I felt pissy and invisible this morning. I think this is because I have been too tired to put out videos or complete the majority of work I have been promising – LOTS – of people. This is partially because it has been a million-dy ba-jillion degrees outside. But it’s not now! I just had a rather pleasant day and I spent a lot of it taking breaks outside reading and not feeling responsible for reporting my whereabouts. I practiced as well, a whole lot. This has been my joy!
I think that this practicing will get me back into the groove that I have been complaining that I’ve lost. I am at heart a solitary creature but I haven’t really liked my own company for such a long time – although I have been so desperate to get back into it. But you’d feel the same way I have felt if you used to be able to play like me and then for quite sometime just lost a lot of your smarts… and couldn’t pull off a lot of your good material. It’s really hard to suddenly bore yourself. And then to feel guilty about doing so! Other people have had it SO much worse than me. I never felt like I had the right to complain. But I should have. I should have complained louder and practiced harder. Maybe this all would have been over sooner.

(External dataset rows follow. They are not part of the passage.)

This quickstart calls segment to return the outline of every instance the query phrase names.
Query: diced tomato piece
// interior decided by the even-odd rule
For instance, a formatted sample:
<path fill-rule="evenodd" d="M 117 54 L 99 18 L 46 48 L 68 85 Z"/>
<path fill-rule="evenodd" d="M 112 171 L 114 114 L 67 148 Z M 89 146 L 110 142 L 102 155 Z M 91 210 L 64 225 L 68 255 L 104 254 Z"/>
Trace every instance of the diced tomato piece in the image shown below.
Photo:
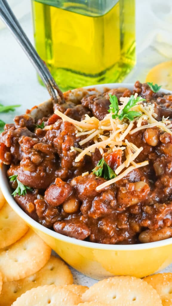
<path fill-rule="evenodd" d="M 122 163 L 122 150 L 117 150 L 110 153 L 105 159 L 110 168 L 114 171 Z"/>
<path fill-rule="evenodd" d="M 48 119 L 47 121 L 47 125 L 50 125 L 51 124 L 54 124 L 58 119 L 61 119 L 61 117 L 59 117 L 58 115 L 56 115 L 56 114 L 53 114 Z"/>

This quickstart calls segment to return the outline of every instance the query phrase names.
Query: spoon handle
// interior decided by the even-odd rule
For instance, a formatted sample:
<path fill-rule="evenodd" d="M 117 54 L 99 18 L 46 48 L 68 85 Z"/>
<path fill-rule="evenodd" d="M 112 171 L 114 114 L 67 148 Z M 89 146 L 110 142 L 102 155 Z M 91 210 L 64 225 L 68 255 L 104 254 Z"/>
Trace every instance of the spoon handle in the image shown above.
<path fill-rule="evenodd" d="M 0 17 L 12 33 L 32 63 L 55 103 L 61 103 L 63 95 L 45 64 L 21 27 L 6 0 L 0 0 Z"/>

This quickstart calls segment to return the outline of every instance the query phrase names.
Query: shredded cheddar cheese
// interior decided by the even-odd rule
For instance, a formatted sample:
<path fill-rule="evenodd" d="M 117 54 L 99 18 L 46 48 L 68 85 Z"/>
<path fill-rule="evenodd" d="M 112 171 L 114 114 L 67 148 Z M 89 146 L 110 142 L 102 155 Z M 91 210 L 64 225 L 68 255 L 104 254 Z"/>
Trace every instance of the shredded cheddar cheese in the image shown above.
<path fill-rule="evenodd" d="M 137 95 L 137 94 L 135 94 L 135 98 Z M 119 108 L 120 111 L 126 105 L 129 99 L 128 97 L 120 98 L 121 104 L 119 105 Z M 120 121 L 117 117 L 113 119 L 111 113 L 107 114 L 101 121 L 86 114 L 85 119 L 79 121 L 69 118 L 58 110 L 55 111 L 55 114 L 61 117 L 63 121 L 67 121 L 74 125 L 77 129 L 76 137 L 82 137 L 79 144 L 81 147 L 84 144 L 84 149 L 83 147 L 82 149 L 73 147 L 71 147 L 71 152 L 77 152 L 75 162 L 79 162 L 86 155 L 91 156 L 91 153 L 94 152 L 96 149 L 99 150 L 103 158 L 105 152 L 108 154 L 118 150 L 122 151 L 126 159 L 115 170 L 118 176 L 97 187 L 97 190 L 116 183 L 134 169 L 148 164 L 147 160 L 139 163 L 135 162 L 135 161 L 143 149 L 142 147 L 137 147 L 126 139 L 129 134 L 132 135 L 142 129 L 157 127 L 160 130 L 172 135 L 170 129 L 172 128 L 171 121 L 168 120 L 168 118 L 164 117 L 161 121 L 158 121 L 156 119 L 157 114 L 154 111 L 154 104 L 145 103 L 140 103 L 135 105 L 130 110 L 139 112 L 141 115 L 131 121 L 125 119 Z M 48 129 L 47 127 L 45 128 Z M 51 126 L 49 128 L 52 129 Z M 92 144 L 92 142 L 93 143 L 86 146 L 86 144 L 91 140 Z M 87 171 L 82 175 L 84 176 L 88 174 Z"/>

No matter. Regrets are silly.
I am working on a REALLY cool tune that is working out. Maybe the weather is giving me energy. Maybe my body mistakenly thinks that sexy-time is coming because it’s fall. I LOVE fall. Fall is when Denise New Year comes (Oct 1). Fall is when I get better and can wash summer ick and disappointments and bad mood and mistakes away. It’s before winter, where I shudder and moan a lot because the cold is, well – COLD – and I’m a gigantic wuss.
Although, cold is good for marshmallows and cuddling and fire and pie. And baking. And I’m in YAY my kitchen is SO GREAT mode.
By the way, my kitchen is so great I want to start a cooking show.
One thing at a time.
(I would cook with LOTS of butter. Butter rules.
No vegans were harmed during the making of this post and I can use the oil based stuff on a batch. We’re equal opportunity at my house! Thank Moo, said the cow!)